The Scaffolding Thesis
Willison has been consistent on a point that is easy to underestimate: the non-LLM code is where the real engineering happens. The scaffolding, the loop, the tool implementations, the retry logic, the context management, the output parsing, is where you spend most of your time. The model is a component, not the system.
This has a few practical implications.
First, tool design matters more than prompt design for most agents. A tool with a clear, specific description and a well-typed input schema will be called correctly far more reliably than the same tool with a vague description and loose typing. The model is good at following structure; give it structure.
Second, reliability requires treating tool calls as potentially failing operations. Network requests time out. Files don’t exist. APIs return unexpected status codes. An agent loop that does not handle these cases will get stuck or produce garbage. The model will often try to work around errors in creative and unhelpful ways if you give it a raw exception trace.
Third, testing agentic systems requires testing the scaffolding. Unit tests that mock the LLM and verify that specific tool outputs produce specific next actions are more valuable than end-to-end agent runs for most bugs. The model behavior is not under your control; your scaffolding is.
Multi-Agent Systems and When They Help
Orchestrating multiple models is genuinely useful in a narrow set of cases. The most defensible pattern is specialized subagents: one model that plans, others that execute specific subtasks. This works because planning and execution benefit from different prompt contexts, and because you can parallelize independent subtasks.
The antipattern is adding agents for the sake of perceived sophistication. A single well-prompted model with good tools outperforms a poorly-coordinated multi-agent system reliably. The overhead of agent-to-agent communication (which ultimately goes through context windows too) adds latency and cost for uncertain benefit.
The ReAct paper from 2022 established the basic Reason + Act loop that most agentic systems use, and the academic literature since then has explored multi-agent setups extensively. Most production systems that I am aware of are simpler than the papers suggest is necessary.

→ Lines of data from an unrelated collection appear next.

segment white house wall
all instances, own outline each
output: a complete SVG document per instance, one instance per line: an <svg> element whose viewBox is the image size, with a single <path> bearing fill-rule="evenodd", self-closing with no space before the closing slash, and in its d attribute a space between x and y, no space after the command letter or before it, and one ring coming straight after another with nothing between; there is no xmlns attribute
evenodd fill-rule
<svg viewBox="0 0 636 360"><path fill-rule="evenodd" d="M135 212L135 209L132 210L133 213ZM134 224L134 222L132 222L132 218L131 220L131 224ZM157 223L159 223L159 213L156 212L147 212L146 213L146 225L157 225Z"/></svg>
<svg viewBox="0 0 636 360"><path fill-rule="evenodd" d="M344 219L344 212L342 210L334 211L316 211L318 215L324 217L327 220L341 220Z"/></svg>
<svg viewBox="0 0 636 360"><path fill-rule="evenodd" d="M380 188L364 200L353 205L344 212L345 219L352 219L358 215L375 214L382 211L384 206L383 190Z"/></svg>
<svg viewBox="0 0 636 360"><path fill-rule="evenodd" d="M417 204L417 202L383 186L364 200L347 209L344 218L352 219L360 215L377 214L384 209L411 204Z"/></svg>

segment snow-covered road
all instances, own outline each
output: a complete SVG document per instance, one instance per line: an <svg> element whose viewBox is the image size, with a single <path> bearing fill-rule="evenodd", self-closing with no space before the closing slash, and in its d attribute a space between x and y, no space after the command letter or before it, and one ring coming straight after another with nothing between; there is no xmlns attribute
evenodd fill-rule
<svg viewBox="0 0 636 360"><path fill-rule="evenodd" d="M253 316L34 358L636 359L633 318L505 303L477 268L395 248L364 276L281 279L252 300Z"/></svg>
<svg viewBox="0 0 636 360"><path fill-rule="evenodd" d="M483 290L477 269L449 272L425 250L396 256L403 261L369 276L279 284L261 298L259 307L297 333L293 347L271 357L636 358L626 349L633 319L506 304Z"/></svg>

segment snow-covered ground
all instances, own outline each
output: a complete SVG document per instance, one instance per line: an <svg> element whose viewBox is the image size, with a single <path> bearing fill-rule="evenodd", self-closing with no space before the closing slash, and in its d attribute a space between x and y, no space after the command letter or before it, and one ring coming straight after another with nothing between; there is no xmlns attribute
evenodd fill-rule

The Security Problem Nobody Talks About Enough
Prompt injection is the most underappreciated risk in agentic systems. When your agent reads a webpage, processes an email, or queries a database, the content it retrieves is untrusted input. If that content contains text crafted to look like system instructions, a naive agent will sometimes follow them.
This is not theoretical. Researchers have demonstrated that an agent browsing the web can be redirected to exfiltrate data, call unintended tools, or abandon its original task by adversarial content embedded in pages it visits. Willison has written about this extensively, and it remains an open research problem.
The practical mitigations are architectural: do not give agents more permissions than their narrowest required task, log all tool calls for audit, require human confirmation before irreversible actions, and treat tool results as untrusted input at the application level.
What This Discipline Actually Requires
Agentic engineering is software engineering applied to systems with a probabilistic, text-in-text-out component at the center. The skills it draws on are not primarily machine learning skills. They are: API design, error handling, state management, security thinking, cost modeling, and observability.
If you have built reliable distributed systems, or maintained long-running background workers, or debugged race conditions in async code, you already know most of what agentic engineering requires. The new part is learning to treat the model’s output as a structured but unreliable signal, and building the scaffolding that makes a system reliable despite that.
That framing, taken from Willison’s guide and consistent with what practitioners are reporting in production, is more useful than the agent-as-magic-autonomous-worker framing that shows up in demos. Agents are tools. Their reliability is your responsibility.